During the tests, she minimised her nervous shaking by pressing her chin against her chest and tilting her eyes up – a posture which became her trademark look, redefining sexuality for generations to follow.
"Anybody got a match?" Bacall, appearing in the open doorway of charter boat captain Bogart's Martinique hotel room, asks in the famous scene.
He tosses a box of matches to the tall, young stranger in a tailored suit. She takes out a match, strikes it and gazes indifferently at Bogart before lighting her cigarette.
"Thanks," she says, tossing the matchbox to him and leaving.
She began to see Humphrey Bogart within several weeks of shooting, and it was in To Have and Have Not that Bacall taught him – his character Steve – how to whistle, in one of the most famous lines in Hollywood history.
"You know you don't have to act with me, Steve," she says to him. "You don't have to say anything and you don't have to do anything – not a thing. Oh, maybe just whistle."
"You know how to whistle, don't you Steve? You just put your lips together and blow."
"It was Howard Hawks who changed my life," Bacall later told Vanity Fair magazine in 2011. "Despite all of his great accomplishments—Bringing Up Baby, Scarface, some of the best pictures to that date—his one ambition was to find a girl and invent her, to create her as his perfect woman. He was my Svengali, and I was to become, under his tutelage, this big star, and he would own me."
Bacall and Bogart married in 1946, and appeared together in the film noirs The Big Sleep and Dark Passage in 1946 and 1947. She featured in John Huston's Key Largo in 1948, and was cast alongside Gary Cooper in the period drama Bright Leaf in 1950.
Their marriage ended in 1957 when Bogart died of cancer at the age of 57. She was briefly engaged to Frank Sinatra, before marrying actor Jason Robards in a turbulent, eight-year relationship.
In Young Man with a Horn (1950), often considered the first big-budget jazz film, Bacall played a two-faced femme fatale alongside Doris Day and Kirk Douglas. She had another big break in a runaway hit How to Marry a Millionaire with Marilyn Monroe and Betty Grable, receiving praise for her part as the witty gold-digger Schatze Page.
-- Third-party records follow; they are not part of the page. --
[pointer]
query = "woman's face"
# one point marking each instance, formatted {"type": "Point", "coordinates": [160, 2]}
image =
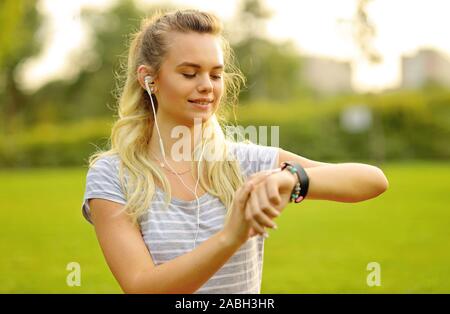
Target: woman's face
{"type": "Point", "coordinates": [190, 81]}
She continued acting into the 1990s, gaining her only Academy Award nomination for The Mirror Has Two Faces in 1996.
Off-screen, Bacall supported liberal causes, campaigning for Democrat Robert Kennedy, later denouncing the mediocrity of modern-day Hollywood. Renowned for her outspokenness, Bacall described herself as an anti-Republican.
"Being a liberal is the best thing on earth you can be," she said in an interview with Larry King in 2005. "You are welcoming to everyone when you're a liberal. You do not have a small mind."